Accuracy of EM method. Three main factors influence the
accuracy of electron microscopic estimates. The first factor is the
quality of the images used for counting. If the tissue is poorly
preserved then counts will underestimate the population because small
unmyelinated fibers are not resolved. We have studied the correlation
between the quality of tissue and the z score of the count (z scores
were calculated within strains) for a dataset consisting of 250 cases.
Average, good, and excellent cases have z scores of -0.14, -0.03, and
+0.05, respectively. The difference in the average z scores is trivial
(less than a 750 neurons per estimate). Poorly fixed tissue typically
yield low counts (average z = -0.5) because small unmyelinated fibers
cannot be counted reliably. Such tissue is discarded.
The second factor is the accuracy with which the image magnification
is calibrated. At each sampling session a waffle-type calibration grid
is photographed at the same magnification used to sample the nerve.
These calibration images are used to compute sample area to within 2%
accuracy. The accuracy of the calibration grid has been verified by
comparing different calibration grids and by determining axon number
using a ratiometric method that requires no information on absolute
The third factor is the adequacy of sampling. The greater the number
of sites, the lower the sampling error and the more accurate the count.
The accuracy of any single estimate has to be weighed against its cost.
In practice we have found that an analysis of 20 to 25 negatives gives
us a SEM of ±1.5 axons per micrograph. The result is that our estimate
from single cases typically have a sampling errors of ±4,000 on a base
of 60,000. Replicate counts (n=20 pairs) of the same nerve have a
correlation of 0.95. This level of accuracy is sufficient for the
analysis of inbred strains, RI strains, and test cross progeny.
Approximately 10-25% of all axons in midorbital parts of the adult
mouse optic nerve are unmyelinated. To ensure that they are accurately
tallied, the count is performed while wearing 2.5X surgical binocular
magnifying glasses.
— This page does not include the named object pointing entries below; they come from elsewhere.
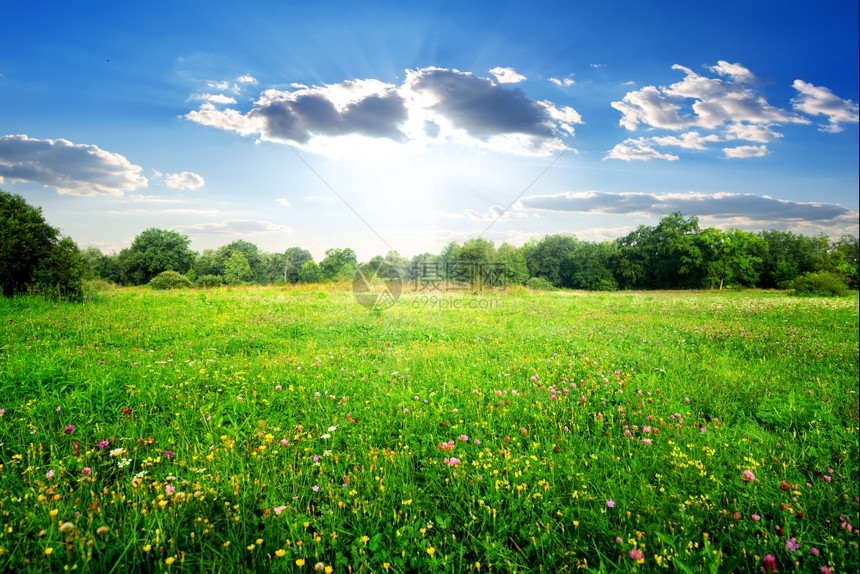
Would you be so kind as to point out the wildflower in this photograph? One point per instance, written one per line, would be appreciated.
(769, 564)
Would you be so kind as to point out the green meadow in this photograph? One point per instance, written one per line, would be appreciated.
(291, 430)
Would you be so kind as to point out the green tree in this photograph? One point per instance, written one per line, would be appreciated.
(251, 253)
(338, 265)
(310, 272)
(33, 255)
(546, 257)
(154, 251)
(237, 269)
(512, 262)
(733, 256)
(294, 258)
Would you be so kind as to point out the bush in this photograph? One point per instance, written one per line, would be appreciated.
(821, 284)
(540, 284)
(170, 280)
(208, 281)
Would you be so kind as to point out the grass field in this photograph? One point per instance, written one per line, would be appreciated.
(276, 429)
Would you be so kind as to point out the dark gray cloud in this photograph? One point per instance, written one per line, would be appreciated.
(717, 205)
(479, 105)
(72, 169)
(439, 104)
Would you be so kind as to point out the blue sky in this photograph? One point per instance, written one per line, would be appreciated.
(406, 125)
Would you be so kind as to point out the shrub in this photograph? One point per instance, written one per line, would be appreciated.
(170, 280)
(208, 281)
(821, 284)
(540, 284)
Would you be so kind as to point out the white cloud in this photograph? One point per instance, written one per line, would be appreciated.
(71, 169)
(638, 149)
(715, 205)
(214, 98)
(819, 101)
(235, 227)
(729, 107)
(507, 75)
(433, 105)
(746, 151)
(184, 180)
(563, 82)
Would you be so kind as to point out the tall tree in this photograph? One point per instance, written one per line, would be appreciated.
(154, 251)
(33, 255)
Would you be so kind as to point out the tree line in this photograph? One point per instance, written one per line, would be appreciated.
(674, 254)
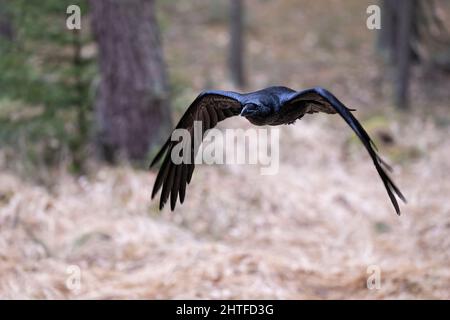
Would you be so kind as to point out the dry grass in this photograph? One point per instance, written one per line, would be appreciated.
(309, 232)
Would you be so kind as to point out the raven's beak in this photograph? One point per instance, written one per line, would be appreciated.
(249, 109)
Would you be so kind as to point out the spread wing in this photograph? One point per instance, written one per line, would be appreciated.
(320, 100)
(209, 108)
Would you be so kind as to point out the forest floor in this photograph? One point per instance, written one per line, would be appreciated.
(315, 230)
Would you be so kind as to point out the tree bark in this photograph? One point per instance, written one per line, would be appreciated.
(403, 58)
(237, 43)
(132, 105)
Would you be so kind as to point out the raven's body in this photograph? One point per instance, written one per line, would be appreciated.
(271, 106)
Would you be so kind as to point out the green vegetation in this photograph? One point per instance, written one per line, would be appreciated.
(45, 100)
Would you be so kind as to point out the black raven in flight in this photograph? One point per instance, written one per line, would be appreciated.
(271, 106)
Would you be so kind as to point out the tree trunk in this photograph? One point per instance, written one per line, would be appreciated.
(237, 43)
(132, 106)
(403, 58)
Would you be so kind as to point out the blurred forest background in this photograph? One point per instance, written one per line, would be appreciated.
(82, 112)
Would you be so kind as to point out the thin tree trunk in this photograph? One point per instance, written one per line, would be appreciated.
(404, 52)
(132, 106)
(237, 43)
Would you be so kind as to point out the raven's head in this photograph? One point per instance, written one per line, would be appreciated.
(256, 114)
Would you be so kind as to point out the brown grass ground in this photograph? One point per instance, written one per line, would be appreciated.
(310, 231)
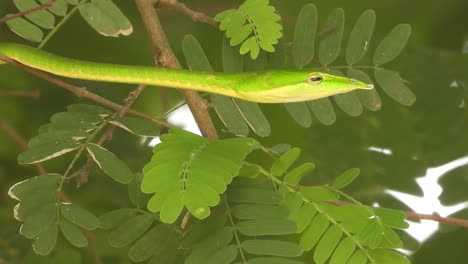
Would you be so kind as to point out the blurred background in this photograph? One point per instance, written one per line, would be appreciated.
(396, 148)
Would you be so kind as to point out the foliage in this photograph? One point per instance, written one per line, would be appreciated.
(254, 24)
(201, 201)
(103, 15)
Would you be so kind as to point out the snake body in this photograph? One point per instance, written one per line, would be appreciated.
(275, 86)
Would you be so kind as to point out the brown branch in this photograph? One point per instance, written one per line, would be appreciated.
(182, 8)
(416, 216)
(437, 218)
(42, 171)
(10, 131)
(34, 94)
(29, 11)
(82, 92)
(164, 57)
(83, 172)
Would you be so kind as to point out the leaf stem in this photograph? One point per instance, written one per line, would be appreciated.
(234, 229)
(60, 24)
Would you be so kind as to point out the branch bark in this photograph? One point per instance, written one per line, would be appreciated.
(164, 57)
(29, 11)
(82, 92)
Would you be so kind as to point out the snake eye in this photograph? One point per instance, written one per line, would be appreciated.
(314, 79)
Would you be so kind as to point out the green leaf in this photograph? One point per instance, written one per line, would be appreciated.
(146, 246)
(372, 227)
(330, 43)
(110, 164)
(323, 110)
(319, 194)
(312, 234)
(360, 36)
(391, 217)
(136, 196)
(224, 106)
(210, 245)
(38, 221)
(90, 109)
(343, 251)
(259, 211)
(194, 55)
(115, 218)
(59, 8)
(294, 176)
(273, 260)
(327, 244)
(346, 178)
(385, 256)
(271, 247)
(130, 230)
(280, 148)
(136, 126)
(50, 137)
(359, 257)
(392, 237)
(43, 184)
(25, 29)
(255, 24)
(282, 164)
(67, 124)
(65, 256)
(255, 196)
(349, 103)
(229, 115)
(106, 18)
(304, 36)
(262, 227)
(303, 216)
(223, 256)
(42, 18)
(392, 45)
(369, 98)
(254, 117)
(46, 240)
(189, 170)
(79, 117)
(300, 113)
(47, 151)
(232, 60)
(73, 234)
(79, 216)
(394, 86)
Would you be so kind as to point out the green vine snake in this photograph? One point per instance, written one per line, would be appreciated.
(276, 86)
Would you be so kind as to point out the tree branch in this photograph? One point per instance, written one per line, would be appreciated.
(437, 218)
(182, 8)
(164, 57)
(83, 172)
(416, 216)
(34, 94)
(10, 131)
(82, 92)
(29, 11)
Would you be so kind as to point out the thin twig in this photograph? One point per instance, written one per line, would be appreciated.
(182, 8)
(437, 218)
(34, 94)
(83, 172)
(416, 216)
(21, 142)
(83, 92)
(29, 11)
(164, 57)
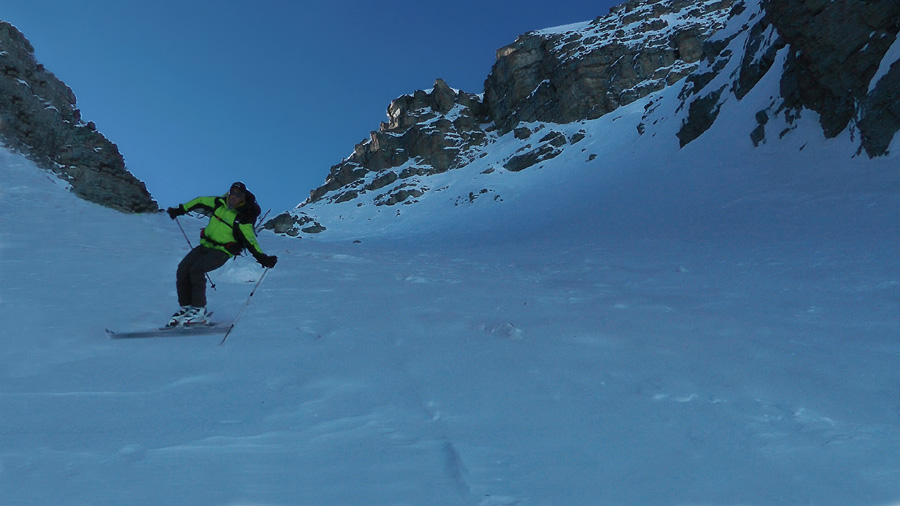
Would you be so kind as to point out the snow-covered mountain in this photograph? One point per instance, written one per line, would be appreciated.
(554, 92)
(629, 321)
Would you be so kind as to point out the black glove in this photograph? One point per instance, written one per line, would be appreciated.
(175, 212)
(267, 261)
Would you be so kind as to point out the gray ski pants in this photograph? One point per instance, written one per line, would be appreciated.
(190, 279)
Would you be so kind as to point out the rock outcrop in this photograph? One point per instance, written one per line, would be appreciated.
(560, 76)
(39, 118)
(838, 58)
(833, 66)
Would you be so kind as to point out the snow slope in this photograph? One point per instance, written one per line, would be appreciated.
(711, 325)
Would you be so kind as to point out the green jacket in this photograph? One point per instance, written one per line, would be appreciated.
(229, 230)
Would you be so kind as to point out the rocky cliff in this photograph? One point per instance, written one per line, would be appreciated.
(39, 117)
(833, 57)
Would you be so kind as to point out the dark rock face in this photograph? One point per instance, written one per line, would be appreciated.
(437, 129)
(834, 50)
(546, 76)
(38, 117)
(583, 74)
(829, 55)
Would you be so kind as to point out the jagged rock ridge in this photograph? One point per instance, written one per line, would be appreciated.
(833, 54)
(569, 74)
(39, 118)
(838, 58)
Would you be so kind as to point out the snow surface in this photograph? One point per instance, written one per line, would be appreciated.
(657, 326)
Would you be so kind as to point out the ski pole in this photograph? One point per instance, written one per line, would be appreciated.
(247, 303)
(213, 285)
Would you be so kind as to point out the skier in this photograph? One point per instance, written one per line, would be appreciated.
(228, 233)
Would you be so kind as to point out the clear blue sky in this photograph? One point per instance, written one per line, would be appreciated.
(198, 94)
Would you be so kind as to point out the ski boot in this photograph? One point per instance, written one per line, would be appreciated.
(178, 318)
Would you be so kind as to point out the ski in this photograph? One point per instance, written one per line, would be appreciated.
(203, 329)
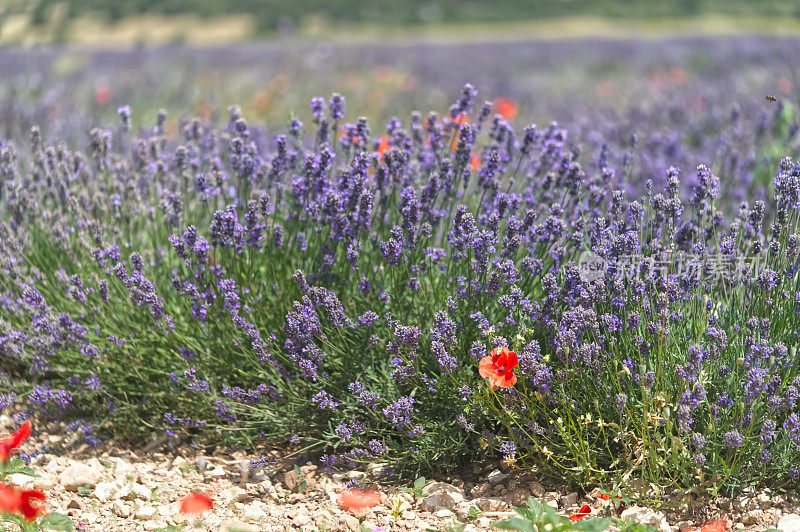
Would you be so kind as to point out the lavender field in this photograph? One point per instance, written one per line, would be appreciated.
(579, 256)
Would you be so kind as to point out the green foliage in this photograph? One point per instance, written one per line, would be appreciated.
(538, 517)
(56, 521)
(270, 15)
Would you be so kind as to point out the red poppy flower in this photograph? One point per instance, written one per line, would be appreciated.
(475, 163)
(196, 503)
(506, 108)
(720, 525)
(359, 500)
(581, 514)
(12, 441)
(383, 146)
(497, 367)
(30, 510)
(14, 501)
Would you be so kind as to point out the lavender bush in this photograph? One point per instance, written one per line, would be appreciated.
(336, 287)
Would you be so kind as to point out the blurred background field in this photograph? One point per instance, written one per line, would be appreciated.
(213, 20)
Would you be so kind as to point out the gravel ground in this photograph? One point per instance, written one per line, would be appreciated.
(113, 489)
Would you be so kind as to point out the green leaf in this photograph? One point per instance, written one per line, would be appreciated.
(516, 523)
(57, 521)
(592, 525)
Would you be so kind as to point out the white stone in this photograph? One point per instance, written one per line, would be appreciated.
(489, 504)
(124, 492)
(234, 493)
(122, 509)
(440, 495)
(142, 492)
(496, 477)
(253, 512)
(23, 481)
(145, 512)
(124, 471)
(77, 475)
(789, 523)
(104, 491)
(646, 516)
(217, 472)
(569, 500)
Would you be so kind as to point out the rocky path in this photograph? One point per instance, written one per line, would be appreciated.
(116, 490)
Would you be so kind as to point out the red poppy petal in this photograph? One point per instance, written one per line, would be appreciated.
(720, 525)
(30, 510)
(486, 367)
(581, 514)
(9, 499)
(196, 503)
(511, 361)
(359, 500)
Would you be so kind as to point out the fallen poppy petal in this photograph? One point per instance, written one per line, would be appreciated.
(196, 503)
(359, 500)
(30, 510)
(720, 525)
(581, 514)
(12, 441)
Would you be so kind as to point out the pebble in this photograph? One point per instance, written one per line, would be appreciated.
(441, 495)
(78, 474)
(104, 491)
(789, 523)
(647, 516)
(145, 512)
(496, 477)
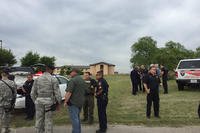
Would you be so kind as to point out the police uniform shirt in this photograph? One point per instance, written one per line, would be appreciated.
(152, 82)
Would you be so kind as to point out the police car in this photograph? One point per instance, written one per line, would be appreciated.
(20, 74)
(188, 73)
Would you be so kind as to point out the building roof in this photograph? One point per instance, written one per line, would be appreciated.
(102, 63)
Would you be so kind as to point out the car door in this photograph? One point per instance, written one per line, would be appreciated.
(62, 85)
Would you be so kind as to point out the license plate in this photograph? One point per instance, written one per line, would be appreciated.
(193, 81)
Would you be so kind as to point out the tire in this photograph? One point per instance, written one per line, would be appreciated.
(180, 86)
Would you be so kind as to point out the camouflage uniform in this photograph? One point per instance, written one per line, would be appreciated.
(45, 92)
(6, 96)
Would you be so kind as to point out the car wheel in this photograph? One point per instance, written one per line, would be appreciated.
(180, 86)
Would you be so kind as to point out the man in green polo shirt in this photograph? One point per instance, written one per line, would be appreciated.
(74, 99)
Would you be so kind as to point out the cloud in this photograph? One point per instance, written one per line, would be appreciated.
(85, 32)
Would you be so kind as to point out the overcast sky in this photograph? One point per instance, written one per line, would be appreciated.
(88, 31)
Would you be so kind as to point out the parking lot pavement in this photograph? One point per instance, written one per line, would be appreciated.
(118, 129)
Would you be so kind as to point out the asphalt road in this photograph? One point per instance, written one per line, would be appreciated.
(118, 129)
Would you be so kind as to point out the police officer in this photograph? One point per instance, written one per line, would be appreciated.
(88, 106)
(45, 93)
(74, 99)
(144, 72)
(8, 90)
(164, 73)
(151, 84)
(102, 101)
(135, 79)
(30, 106)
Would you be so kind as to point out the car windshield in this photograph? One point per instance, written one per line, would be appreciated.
(193, 64)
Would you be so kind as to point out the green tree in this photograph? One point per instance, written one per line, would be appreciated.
(172, 53)
(7, 58)
(144, 51)
(48, 60)
(30, 59)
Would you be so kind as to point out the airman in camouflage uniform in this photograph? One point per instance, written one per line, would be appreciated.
(6, 96)
(45, 93)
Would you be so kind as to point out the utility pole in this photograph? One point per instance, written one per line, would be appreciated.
(1, 43)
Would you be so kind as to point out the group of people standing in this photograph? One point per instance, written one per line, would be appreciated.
(80, 93)
(43, 96)
(149, 81)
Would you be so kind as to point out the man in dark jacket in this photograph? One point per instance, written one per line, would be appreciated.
(151, 84)
(164, 73)
(102, 101)
(135, 79)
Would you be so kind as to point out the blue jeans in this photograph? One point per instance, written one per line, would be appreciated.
(74, 113)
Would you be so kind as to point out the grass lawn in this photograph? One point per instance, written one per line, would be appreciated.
(178, 108)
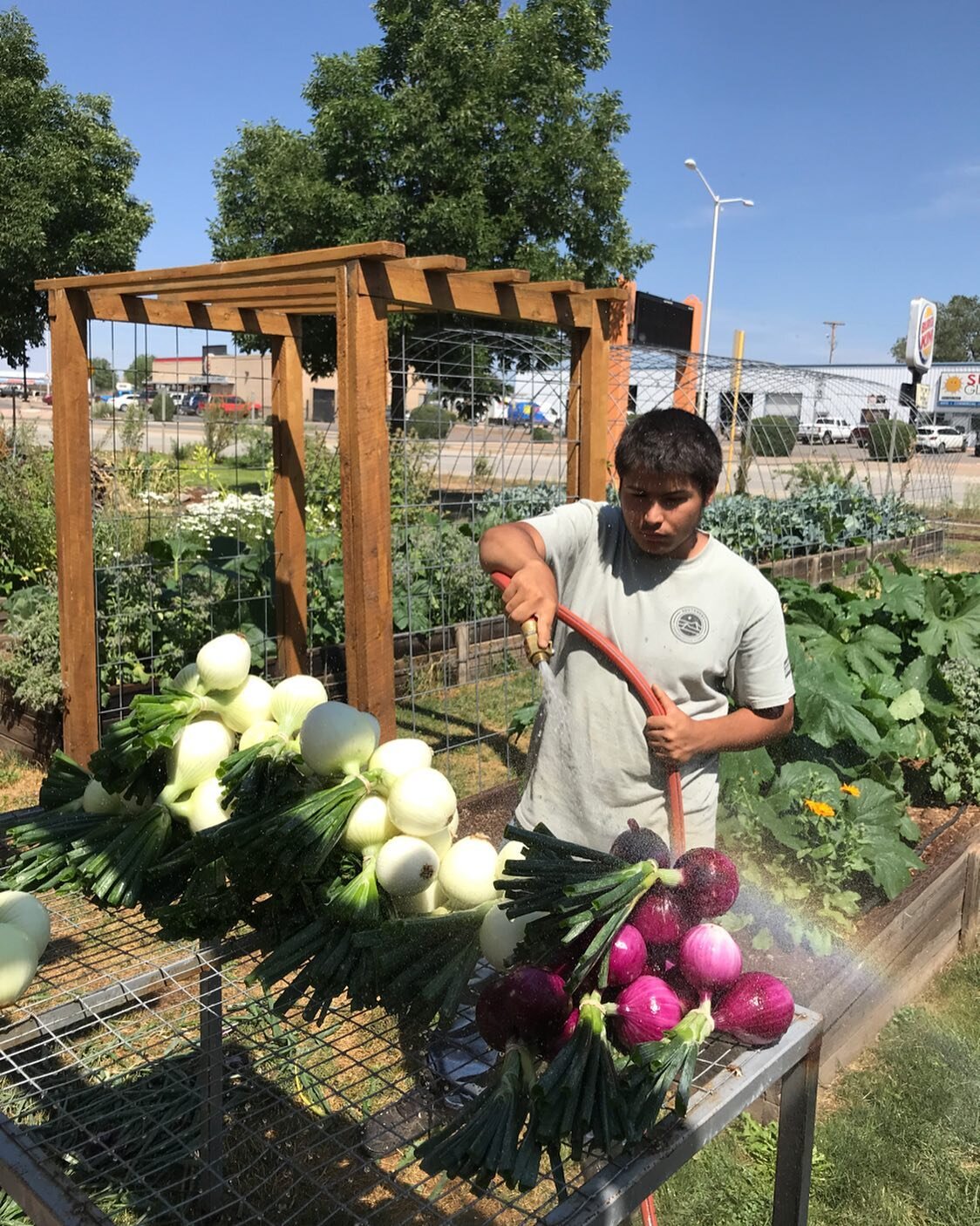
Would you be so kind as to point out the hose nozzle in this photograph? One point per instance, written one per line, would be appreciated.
(535, 652)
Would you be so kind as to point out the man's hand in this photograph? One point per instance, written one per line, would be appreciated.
(533, 592)
(672, 737)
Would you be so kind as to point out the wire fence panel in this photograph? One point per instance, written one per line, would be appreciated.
(154, 1084)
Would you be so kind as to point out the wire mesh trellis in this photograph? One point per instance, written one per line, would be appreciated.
(487, 444)
(183, 507)
(156, 1084)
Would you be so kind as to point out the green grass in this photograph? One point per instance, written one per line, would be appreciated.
(898, 1144)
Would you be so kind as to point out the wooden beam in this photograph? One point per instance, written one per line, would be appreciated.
(590, 371)
(440, 262)
(246, 296)
(324, 277)
(126, 308)
(365, 498)
(145, 280)
(471, 296)
(72, 510)
(502, 276)
(289, 503)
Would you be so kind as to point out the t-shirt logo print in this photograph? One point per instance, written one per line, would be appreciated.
(690, 624)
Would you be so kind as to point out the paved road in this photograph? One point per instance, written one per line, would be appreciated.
(510, 455)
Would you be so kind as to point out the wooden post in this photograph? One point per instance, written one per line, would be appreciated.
(686, 374)
(72, 507)
(621, 317)
(289, 505)
(590, 377)
(365, 497)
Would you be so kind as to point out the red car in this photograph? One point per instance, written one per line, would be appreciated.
(229, 405)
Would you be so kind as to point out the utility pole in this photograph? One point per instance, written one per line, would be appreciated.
(833, 324)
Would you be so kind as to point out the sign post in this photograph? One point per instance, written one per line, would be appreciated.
(920, 342)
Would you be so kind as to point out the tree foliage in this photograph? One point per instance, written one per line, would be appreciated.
(140, 371)
(64, 181)
(103, 377)
(956, 331)
(466, 132)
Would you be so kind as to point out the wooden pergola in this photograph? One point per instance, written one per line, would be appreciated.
(361, 284)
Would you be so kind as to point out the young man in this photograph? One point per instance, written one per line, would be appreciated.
(698, 621)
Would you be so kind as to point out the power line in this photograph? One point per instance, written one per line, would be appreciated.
(833, 324)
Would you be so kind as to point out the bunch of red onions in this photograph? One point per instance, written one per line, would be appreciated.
(617, 1008)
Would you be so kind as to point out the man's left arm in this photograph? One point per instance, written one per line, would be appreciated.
(676, 739)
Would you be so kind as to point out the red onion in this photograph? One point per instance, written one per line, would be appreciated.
(551, 1047)
(709, 957)
(686, 994)
(709, 882)
(627, 957)
(756, 1011)
(644, 1011)
(527, 1003)
(660, 917)
(636, 844)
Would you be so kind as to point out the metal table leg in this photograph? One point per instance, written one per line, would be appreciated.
(798, 1111)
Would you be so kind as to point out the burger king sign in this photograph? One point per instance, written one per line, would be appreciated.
(922, 336)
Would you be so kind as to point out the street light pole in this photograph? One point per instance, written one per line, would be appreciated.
(718, 205)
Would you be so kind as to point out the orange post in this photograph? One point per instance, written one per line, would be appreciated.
(621, 317)
(686, 377)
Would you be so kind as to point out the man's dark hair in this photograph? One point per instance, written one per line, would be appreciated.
(671, 440)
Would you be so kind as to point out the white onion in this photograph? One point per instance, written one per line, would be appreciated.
(248, 704)
(97, 800)
(202, 808)
(24, 912)
(189, 679)
(293, 698)
(196, 752)
(510, 850)
(422, 903)
(500, 936)
(368, 824)
(265, 730)
(422, 802)
(405, 866)
(469, 870)
(223, 662)
(18, 963)
(337, 739)
(397, 758)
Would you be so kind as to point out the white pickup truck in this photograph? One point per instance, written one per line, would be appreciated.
(826, 429)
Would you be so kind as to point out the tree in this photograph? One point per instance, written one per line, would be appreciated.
(140, 371)
(466, 132)
(956, 331)
(103, 377)
(64, 180)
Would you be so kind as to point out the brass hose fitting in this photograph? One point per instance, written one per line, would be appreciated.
(533, 649)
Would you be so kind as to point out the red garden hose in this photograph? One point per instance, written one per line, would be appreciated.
(654, 706)
(650, 701)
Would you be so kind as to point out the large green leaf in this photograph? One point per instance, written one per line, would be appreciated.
(908, 705)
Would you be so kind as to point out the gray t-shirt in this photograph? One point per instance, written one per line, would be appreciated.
(700, 628)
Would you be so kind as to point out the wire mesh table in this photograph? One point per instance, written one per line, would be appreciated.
(150, 1083)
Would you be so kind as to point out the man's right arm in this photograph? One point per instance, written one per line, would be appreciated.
(518, 550)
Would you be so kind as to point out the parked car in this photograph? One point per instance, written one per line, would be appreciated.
(826, 429)
(235, 405)
(940, 438)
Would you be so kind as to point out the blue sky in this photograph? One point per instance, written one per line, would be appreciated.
(850, 126)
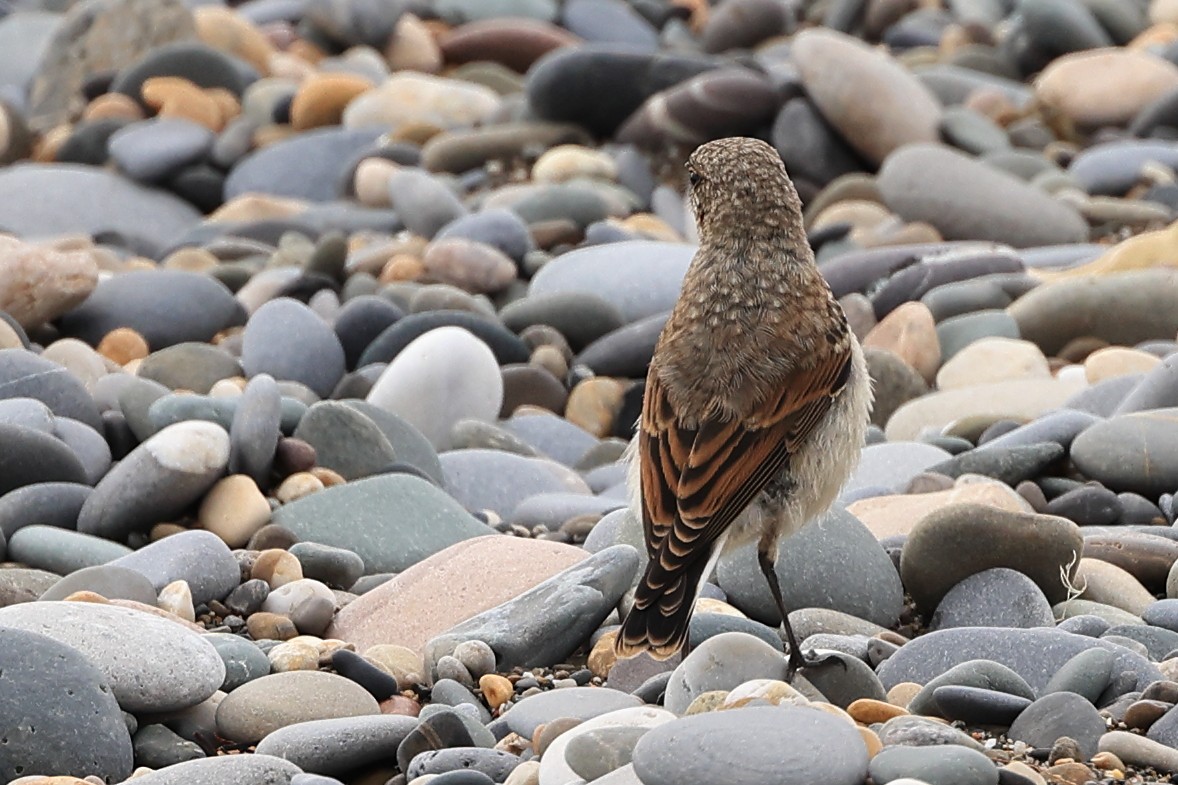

All counts on the negatives are double-checked on
the light box also using 2.5X surgical binocular magnifying glasses.
Doing the analysis directly on negatives reduces the expense and time
required to analyze an optic nerve by more than a factor of two.
Immunohistochemical analysis of wholemounts. Counting
calbindin-positive horizontal cells has also proven to give remarkably
reliable data in wholemount preparations. For example, analysis of
approximately 12 sites in each of four A/J mice gave averages that
ranged from 21.44 to 23.67 cells/sample. This very low level of within
strain variation, coupled to the very large between strain variation
(see Preliminary Results), encourages a QTL analysis using quantitative
immunocytochemical procedures. We have not yet demonstrated that we have
labeled all horizontal cells in mouse retina [there are 2-3 separate
categories in some diurnal species (Kolb et al 1992)] and for this
reason we need to be careful to state that we will be counting only
calbindin-positive horizontal cells. We suspect that this includes the
vast majority of horizontal cells in this species (cf. Hamano et al.
1990). Other antibodies which we will test within the next year, are
known to selectively label horizontal cells in mouse, including R4 and
R5 and vimentin (Dräger et al. 1984). Animals are perfused with 4%
paraformaldehyde in phosphate buffer. Retinas are removed and immersed
overnight in 30% sucrose prior to quick freezing at -80°C. Calbindin
polyclonal antibodies (Sigma Co. C8666, calbindin-D-28 kDa) are used to
label horizontal cells. To improve antibody penetration, the duration
has been increased (3-4 days in primary antibody, 2 days in secondary
antibody, anti-mouse IgG). In nocturnal species with rod dominated
retinas all, or nearly all, horizontal cell bodies and some of their
proximal dendrites express high levels of calbinidin (Hamano et al
1990). The calbindin-positive horizontal cells are located in a single
plane positioned approximately 40 microns from the retinal surfaces. We
have now analyzed 42 retinas from 25 cases belonging to five inbred
strains, one F1, and one outcrossed wild species of mouse (M. caroli).
Large and very consistent strain differences have been characterized.
The phenotype of the five F1 hybrids generated from C57BL/6J (high) and
A/J (low) parents was almost precisely at the parental midpoint.
Wholemount analysis of photoreceptors. We have carried out
several quantitative studies of photoreceptors in wholemounts of mice
and other species (Wikler et al. 1990, Williams 1991, Williams et al.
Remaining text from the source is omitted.